McGrath tries to get Seahawks to turn corner

In his third season in Wilmington, the former UNC assistant believes his team is coming together

Coach C.B. McGrath starts his third season at UNC Wilmington convinced the Seahawks are ready to take a step forward. (Daniel Lin / Daily News-Record Via AP)

Coming off back-to-back 20-loss seasons and with star big man Devontae Cacok now playing for the South Bay Lakers of the NBA’s G League, UNC Wilmington basketball coach C.B. McGrath needed all the good news he could get heading into his third season with the Seahawks.

And he got some recently, courtesy of the NCAA, which granted waivers that will allow transfers Mike Okauru and John Bowen to be eligible immediately rather than having to wait until next season to play.

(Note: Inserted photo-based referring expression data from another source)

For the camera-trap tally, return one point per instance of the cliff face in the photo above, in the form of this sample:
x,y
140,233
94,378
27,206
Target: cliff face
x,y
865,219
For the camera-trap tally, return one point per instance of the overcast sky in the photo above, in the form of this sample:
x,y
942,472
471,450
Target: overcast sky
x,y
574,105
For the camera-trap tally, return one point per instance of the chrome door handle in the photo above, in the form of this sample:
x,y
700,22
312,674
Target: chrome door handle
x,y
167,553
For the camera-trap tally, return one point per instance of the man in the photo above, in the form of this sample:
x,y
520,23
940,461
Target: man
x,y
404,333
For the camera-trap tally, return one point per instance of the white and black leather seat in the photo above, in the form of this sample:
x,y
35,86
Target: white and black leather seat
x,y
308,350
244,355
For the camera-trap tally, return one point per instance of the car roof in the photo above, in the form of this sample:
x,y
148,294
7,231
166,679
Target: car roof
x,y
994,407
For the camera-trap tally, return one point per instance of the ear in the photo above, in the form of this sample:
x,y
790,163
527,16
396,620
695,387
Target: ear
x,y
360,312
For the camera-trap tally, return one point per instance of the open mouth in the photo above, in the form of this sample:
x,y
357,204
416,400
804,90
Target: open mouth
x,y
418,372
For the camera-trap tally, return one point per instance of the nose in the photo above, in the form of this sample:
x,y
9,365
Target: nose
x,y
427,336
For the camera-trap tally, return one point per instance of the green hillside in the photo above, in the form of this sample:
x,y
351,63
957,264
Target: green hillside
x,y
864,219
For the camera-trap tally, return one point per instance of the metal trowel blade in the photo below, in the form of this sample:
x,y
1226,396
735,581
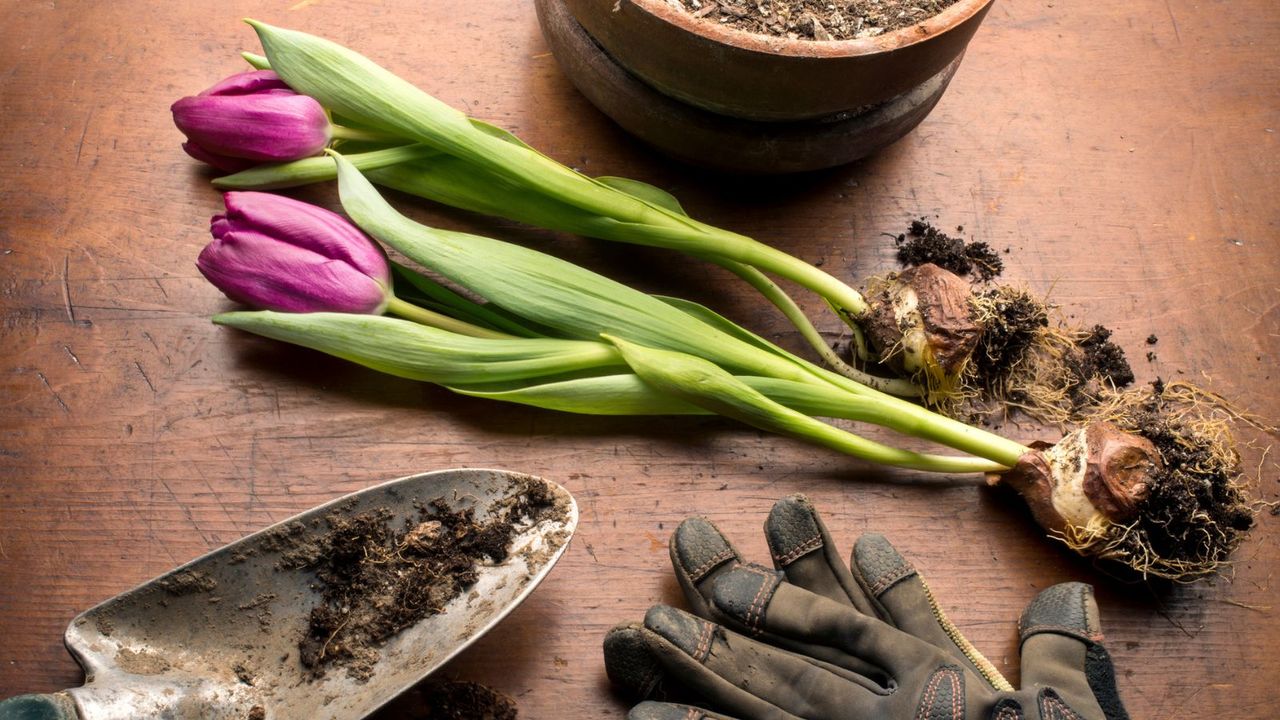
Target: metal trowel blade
x,y
219,636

Shooting guard Okauru is a former four-star prospect who started his career at Florida. Bowen is a 6-foot-7 wing from Belmont Abbey. The North Carolina natives are just two of the seven newcomers (including four veteran transfers) McGrath is counting on to help turn things around and finally get his program headed in the right direction.

The other two transfers are 6-foot-8, 255-pound German Marten Linssen from Valparaiso, who will be asked to do the bulk of the heavy lifting on the low post, and 6-5 graduate student Carter Skaggs, who averaged 7.1 points per game at his former school, Washington State.

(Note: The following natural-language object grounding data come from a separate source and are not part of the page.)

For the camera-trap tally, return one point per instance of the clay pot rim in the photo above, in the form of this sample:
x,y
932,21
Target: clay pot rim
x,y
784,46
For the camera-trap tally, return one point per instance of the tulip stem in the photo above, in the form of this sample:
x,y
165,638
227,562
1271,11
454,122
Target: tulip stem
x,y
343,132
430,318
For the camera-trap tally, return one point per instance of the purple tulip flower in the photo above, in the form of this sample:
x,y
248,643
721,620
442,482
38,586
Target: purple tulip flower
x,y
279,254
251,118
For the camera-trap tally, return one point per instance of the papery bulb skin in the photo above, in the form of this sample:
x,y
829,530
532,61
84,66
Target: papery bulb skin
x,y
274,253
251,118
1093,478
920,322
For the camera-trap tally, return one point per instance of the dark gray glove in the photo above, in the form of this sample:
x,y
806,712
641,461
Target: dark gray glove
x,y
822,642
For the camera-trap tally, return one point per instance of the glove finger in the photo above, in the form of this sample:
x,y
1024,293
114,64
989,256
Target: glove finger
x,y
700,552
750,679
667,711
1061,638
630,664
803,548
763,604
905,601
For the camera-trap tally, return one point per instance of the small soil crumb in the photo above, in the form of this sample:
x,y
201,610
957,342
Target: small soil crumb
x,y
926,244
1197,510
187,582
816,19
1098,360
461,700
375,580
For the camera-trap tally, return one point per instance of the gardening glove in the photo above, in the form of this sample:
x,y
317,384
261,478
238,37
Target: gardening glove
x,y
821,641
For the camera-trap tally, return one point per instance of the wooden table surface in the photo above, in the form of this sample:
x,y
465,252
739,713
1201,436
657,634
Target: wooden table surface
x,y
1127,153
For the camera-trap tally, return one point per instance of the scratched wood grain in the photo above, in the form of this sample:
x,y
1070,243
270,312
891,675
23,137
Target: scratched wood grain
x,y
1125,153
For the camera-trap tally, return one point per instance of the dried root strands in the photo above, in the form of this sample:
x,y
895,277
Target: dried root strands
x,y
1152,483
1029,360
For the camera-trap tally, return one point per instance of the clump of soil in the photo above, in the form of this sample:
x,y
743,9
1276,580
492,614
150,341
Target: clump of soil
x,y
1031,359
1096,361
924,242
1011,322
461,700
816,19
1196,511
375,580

Despite having only five returning players from last year’s team, McGrath said that the Seahawks are “ahead of the curve” when it comes to building chemistry and learning to play together thanks to an exhibition trip the team took to Italy this summer.

UNCW split its two games overseas. But according to the former North Carolina assistant — whose current team will host the Tar Heels at Trask Coliseum on Friday — the results were secondary to the bonding experience the tour provided.

“I think they got to know each other a lot more in a foreign country where you can’t use your phones 24/7 and you’re staying nine days away from home, with your teammates, so that really helped,” McGrath told the UNCW student newspaper, The Seahawk. “They all want one thing, and they all want this program to be successful. When everybody’s on the same page, it seems like everything is meshing better than it has.”

As much as the Seahawks will miss Cacok, who led the nation in field goal percentage as a sophomore, rebounding as a junior and double-doubles as a senior, this year’s team won’t be without its share of star power.

The difference between Cacock and sophomore point guard Kai Toews is that while the former was a finisher, the latter is a distributor with the ability to make everyone on the court with him better.

Toews, a 6-2 native of Tokyo, Japan, set a school record with 253 assists as a freshman last season. His average of 7.7 assists per game ranked him second in the nation behind only first round NBA draft pick Ja Morant of Murray State.

Of the other returners, junior guard Ty Gadsden is the top scorer at 11.5 points per game. Junior guard Jay Estime averaged 7.5 points per game as a starter, and sophomore wing Jaylen Simms averaged 5.7 points and 3.0 rebounds mostly off the bench.